Samuel Shaw (minister)
From Wikipedia, the free encyclopedia
From Wikipedia, the free encyclopedia
Samuel Shaw (1635–1696) was an English nonconformist minister.
The son of Thomas Shaw, blacksmith, he was born at Repton, Derbyshire, in 1635. From Repton Grammar School he went to St John's College, Cambridge, where he was admitted sizar, 23 December 1650, and graduated B.A.[1]
In 1656 he was appointed master of the grammar school at Tamworth, Warwickshire. Before 15 September 1657 he was called to be curate of the chapelry of Moseley, under John Hall, vicar of Bromsgrove, Worcestershire, brother of Thomas Hall.[2] There being no classis in Worcestershire, he was ordained by the presbyterian classis of Wirksworth, Derbyshire, on 12 January 1658. Some months later he was presented by Oliver Cromwell to the sequestered rectory of Long Whatton, Leicestershire (a crown living). His approbation and admission by the Triers are dated 28 May 1658, and he took possession on 5 June. The sequestered rector was Henry Robinson, a half-cousin of William Laud and his death enabled Shaw to obtain a crown presentation under the great seal (1 September 1660), with the act of the Convention parliament passed in the same month making good his title without institution.

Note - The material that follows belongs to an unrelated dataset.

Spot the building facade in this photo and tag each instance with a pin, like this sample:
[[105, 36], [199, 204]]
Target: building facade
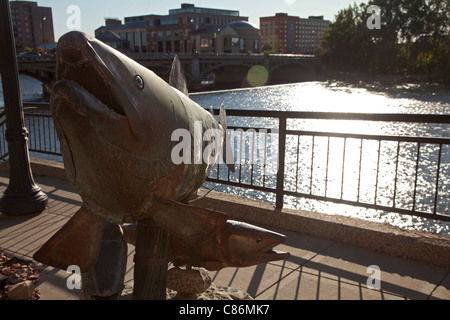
[[33, 25], [129, 37], [181, 31], [311, 33], [188, 29], [290, 34]]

Next year, however, Shaw was removed (1661) from his living at the instance of Sir John Pretyman; he obtained no other benefice, and then the Uniformity Act 1662 disqualified him, as he refused to submit to re-ordination. He removed to Coates, in the parish of Prestwould, Leicestershire. Some relatives brought the bubonic plague there from London in 1665, and Shaw lost two children. At the end of 1666 he moved to Ashby-de-la-Zouch, Leicestershire, and was appointed master of the grammar school there in 1668. Through Edward Conway, Earl of Conway, he obtained a licence (26 December 1670) from Archbishop Gilbert Sheldon, on a modified subscription (to the first, third, and first half of the second article, specified in the thirty-sixth canon of the Thirty Nine Articles). William Fuller, bishop of Lincoln, who admired Shaw's book on the plague, added his own licence, on a subscription ‘dictated and inserted’ by Shaw himself. Thomas Barlow, who succeeded Fuller as bishop of Lincoln, was his correspondent.
Shaw's school was successful, and his house was full of boarders, including several who became divines in the Church of England. He wrote comedies for his scholars, ‘which they acted for the entertainment of the town and neighbourhood at Christmas time.’ He rebuilt the schoolhouse, and erected a gallery in the parish church for his scholars. On the passing of the Toleration Act 1688, he licensed his schoolhouse for nonconformist worship, preaching only between church hours (at noon), and attending the parish church with his scholars.
Shaw was noted for extempore prayer, lasting two or three hours. He died on 22 January 1696.
His first publication was a funeral oration (1657) for Thomas Blake, vicar of Tamworth.
He published, besides sermons:
His farewell sermon at Long Whatton is the eighth in ‘England's Remembrancer,’ 1663.
He married a daughter of Ferdinando Pool (died 1676), ejected from Thrumpton, Nottinghamshire. His son, Ferdinando Shaw, M.A., was ordained 14 April 1698, became minister of Friar Gate chapel, Derby, on 25 March 1699, published several sermons, as well as ‘A Summary of the Bible,’ 1730, 12mo, and died in 1744.